Learn
Data Cleaning in R
Diagnose the Data

We often describe data that is easy to analyze and visualize as “tidy data”. What does it mean to have tidy data?

For data to be tidy, it must have:

• Each variable as a separate column
• Each row as a separate observation

For example, we would want to reshape a table like:

Account Checkings Savings
“12456543” 8500 8900
“12283942” 6410 8020
“12839485” 78000 92000

Into a table that looks more like:

Account Account Type Amount
“12456543” “Checking” 8500
“12456543” “Savings” 8900
“12283942” “Checking” 6410
“12283942” “Savings” 8020
“12839485” “Checking” 78000
“12839485” “Savings” 920000

The first step of diagnosing whether or not a dataset is tidy is using base R and dplyr functions to explore and probe the dataset.

You’ve seen most of the functions we often use to diagnose a dataset for cleaning. Some of the most useful ones are:

• `head()` — display the first 6 rows of the table
• `summary()` — display the summary statistics of the table
• `colnames()` — display the column names of the table

### Instructions

1.

Provided in `notebook.Rmd` are two data frames, `grocery_1` and `grocery_2`.

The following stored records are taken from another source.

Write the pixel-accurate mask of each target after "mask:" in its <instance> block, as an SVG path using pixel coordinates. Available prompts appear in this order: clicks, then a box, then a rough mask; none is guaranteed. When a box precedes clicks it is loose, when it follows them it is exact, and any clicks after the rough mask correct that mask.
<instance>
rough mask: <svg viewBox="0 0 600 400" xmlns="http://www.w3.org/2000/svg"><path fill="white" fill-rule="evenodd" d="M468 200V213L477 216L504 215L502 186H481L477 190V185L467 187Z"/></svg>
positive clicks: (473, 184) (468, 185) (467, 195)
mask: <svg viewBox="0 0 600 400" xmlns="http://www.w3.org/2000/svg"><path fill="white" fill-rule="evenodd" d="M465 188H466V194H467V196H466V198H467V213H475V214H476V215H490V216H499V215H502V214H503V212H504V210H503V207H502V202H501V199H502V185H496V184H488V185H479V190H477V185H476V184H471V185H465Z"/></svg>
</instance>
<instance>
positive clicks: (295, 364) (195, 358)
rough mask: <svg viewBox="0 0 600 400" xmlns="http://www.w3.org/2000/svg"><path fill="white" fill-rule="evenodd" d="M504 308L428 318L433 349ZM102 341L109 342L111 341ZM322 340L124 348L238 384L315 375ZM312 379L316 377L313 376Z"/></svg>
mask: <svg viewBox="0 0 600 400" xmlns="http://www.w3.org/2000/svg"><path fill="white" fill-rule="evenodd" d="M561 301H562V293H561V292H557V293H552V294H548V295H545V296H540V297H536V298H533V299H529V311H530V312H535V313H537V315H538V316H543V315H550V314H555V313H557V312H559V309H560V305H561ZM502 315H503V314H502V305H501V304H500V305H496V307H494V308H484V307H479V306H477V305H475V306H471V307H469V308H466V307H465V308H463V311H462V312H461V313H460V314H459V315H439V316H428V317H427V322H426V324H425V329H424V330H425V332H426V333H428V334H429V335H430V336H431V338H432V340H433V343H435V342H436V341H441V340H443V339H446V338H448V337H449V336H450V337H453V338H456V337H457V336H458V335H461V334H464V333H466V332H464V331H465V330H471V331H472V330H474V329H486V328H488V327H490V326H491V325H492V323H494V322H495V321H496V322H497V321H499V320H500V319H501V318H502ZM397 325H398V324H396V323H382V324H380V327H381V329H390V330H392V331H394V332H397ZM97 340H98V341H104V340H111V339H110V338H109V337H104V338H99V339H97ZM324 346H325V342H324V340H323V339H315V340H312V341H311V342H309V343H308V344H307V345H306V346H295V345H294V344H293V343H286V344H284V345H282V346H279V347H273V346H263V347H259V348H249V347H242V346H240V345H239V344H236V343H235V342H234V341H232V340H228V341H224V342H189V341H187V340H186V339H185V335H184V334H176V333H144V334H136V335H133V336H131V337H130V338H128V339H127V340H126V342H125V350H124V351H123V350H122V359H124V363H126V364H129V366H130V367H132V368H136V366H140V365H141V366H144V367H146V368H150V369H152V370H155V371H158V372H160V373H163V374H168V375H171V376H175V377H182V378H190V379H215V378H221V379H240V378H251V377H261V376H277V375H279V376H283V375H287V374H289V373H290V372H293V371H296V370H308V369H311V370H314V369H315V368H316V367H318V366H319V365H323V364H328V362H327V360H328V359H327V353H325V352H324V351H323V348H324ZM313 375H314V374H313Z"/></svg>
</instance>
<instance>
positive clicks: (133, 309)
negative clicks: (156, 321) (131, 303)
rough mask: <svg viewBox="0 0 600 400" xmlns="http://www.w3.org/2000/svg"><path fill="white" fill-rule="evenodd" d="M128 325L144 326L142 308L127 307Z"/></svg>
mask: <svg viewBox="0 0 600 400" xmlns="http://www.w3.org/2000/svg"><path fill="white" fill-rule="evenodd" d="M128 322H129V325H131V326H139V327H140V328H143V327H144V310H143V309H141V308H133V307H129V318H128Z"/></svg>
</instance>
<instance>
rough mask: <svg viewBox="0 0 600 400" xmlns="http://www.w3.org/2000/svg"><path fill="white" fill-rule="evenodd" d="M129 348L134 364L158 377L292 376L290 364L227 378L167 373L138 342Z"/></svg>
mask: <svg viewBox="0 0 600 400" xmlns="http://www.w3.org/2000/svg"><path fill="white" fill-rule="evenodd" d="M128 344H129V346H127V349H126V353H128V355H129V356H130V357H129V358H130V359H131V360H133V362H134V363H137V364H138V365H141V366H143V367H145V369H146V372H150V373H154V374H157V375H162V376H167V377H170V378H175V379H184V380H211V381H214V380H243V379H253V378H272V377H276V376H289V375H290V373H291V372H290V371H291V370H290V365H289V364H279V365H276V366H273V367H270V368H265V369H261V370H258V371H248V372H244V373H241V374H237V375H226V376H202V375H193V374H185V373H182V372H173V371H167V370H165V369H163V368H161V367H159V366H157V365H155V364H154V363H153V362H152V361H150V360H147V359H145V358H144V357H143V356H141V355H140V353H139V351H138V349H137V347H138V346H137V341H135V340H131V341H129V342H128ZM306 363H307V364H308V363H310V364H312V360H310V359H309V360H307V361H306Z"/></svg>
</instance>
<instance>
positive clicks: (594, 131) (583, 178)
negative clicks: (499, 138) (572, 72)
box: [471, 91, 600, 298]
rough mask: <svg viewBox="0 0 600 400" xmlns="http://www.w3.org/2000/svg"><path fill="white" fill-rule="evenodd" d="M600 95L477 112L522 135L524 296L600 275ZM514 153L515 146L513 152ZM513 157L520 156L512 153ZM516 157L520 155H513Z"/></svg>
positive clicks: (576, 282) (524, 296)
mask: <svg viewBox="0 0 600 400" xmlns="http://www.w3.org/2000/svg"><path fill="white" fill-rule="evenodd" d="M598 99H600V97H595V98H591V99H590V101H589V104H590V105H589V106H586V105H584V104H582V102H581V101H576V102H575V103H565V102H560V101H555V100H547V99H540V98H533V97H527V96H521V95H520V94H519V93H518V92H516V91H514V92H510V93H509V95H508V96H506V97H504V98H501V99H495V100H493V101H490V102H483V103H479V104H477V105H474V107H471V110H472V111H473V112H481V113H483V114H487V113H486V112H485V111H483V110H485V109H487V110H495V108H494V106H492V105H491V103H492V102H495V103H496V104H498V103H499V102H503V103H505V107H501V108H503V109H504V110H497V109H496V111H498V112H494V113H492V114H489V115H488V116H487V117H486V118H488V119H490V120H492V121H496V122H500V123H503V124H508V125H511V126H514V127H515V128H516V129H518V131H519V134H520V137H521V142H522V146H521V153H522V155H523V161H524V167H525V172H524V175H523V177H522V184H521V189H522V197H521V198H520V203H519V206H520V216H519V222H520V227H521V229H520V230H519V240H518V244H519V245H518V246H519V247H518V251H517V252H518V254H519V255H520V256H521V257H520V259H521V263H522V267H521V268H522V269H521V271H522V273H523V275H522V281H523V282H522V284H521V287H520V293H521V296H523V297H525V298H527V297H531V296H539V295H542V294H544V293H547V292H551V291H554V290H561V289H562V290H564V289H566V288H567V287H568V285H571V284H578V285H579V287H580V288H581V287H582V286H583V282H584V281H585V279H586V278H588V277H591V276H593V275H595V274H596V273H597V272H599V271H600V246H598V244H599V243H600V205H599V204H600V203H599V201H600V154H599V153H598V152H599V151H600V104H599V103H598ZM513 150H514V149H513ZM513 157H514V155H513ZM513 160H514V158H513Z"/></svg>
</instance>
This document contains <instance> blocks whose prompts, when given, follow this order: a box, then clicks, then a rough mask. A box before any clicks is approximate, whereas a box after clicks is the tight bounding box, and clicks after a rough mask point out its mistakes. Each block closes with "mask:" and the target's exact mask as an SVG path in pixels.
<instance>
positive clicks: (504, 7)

Begin by viewing the `head()` of both `grocery_1` and `grocery_2`.

2.

Explore the data frames using the other functions listed.

Which data frame is “clean”, tidy, and ready for analysis? Create a variable named `clean_data_frame` and assign it the value `1` if `grocery_1` is a clean and tidy data frame or `2` if `grocery_2` is a clean and tidy data frame.